Uno de los referentes es el Lollapalooza, que ha desarrollado una estrategia de sostenibilidad dentro de sus ediciones. El festival ha incorporado zonas específicas donde los asistentes pueden aprender sobre separación de residuos, compostaje y reducción del consumo de plásticos.
Con programas como “Rock & Recycle” incentivan a los asistentes a recolectar materiales reciclables a cambio de recompensas como camisetas o termos fabricados con material reciclado.
En la página web del festival Lollapalooza se especifica que, en asociación con la iniciativa de sostenibilidad de Live Nation, Green Nation, y la principal organización sin fines de lucro REVERB, el escenario principal funciona con un sistema combinado de batería-biodiésel que reduce el uso de combustible fósil en el lugar.
Sumado a esto, ayuda a reducir las emisiones de carbono, mejora la calidad del aire y crea una experiencia más tranquila y saludable para los artistas, los fanáticos y el equipo.
En 2023, Lollapalooza utilizó energía solar en asociación con la cantante Billie Eilish y REVERB. En 2024, el escenario principal, fue totalmente alimentado por un sistema de baterías híbridas, que incluía toda la producción de audio, iluminación, vídeo y escenario.

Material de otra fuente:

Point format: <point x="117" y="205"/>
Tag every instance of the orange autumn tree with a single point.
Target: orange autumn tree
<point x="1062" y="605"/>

Por su parte, programas como “Divert It!”, del festival de música Austin City Limits (ACL) en Texas, cuentan con voluntarios que orientan al público sobre cómo desechar correctamente sus residuos.
En este sentido, la iniciativa anima a los asistentes al festival a recoger una bolsa de reciclables de los terrenos a cambio de una camiseta edición especial del ACL Fest.
La lógica detrás de estos espacios verdes es aprovechar la experiencia del festival como un entorno inmersivo que facilite la interacción directa con los asistentes y promueva cambios de comportamiento en tiempo real.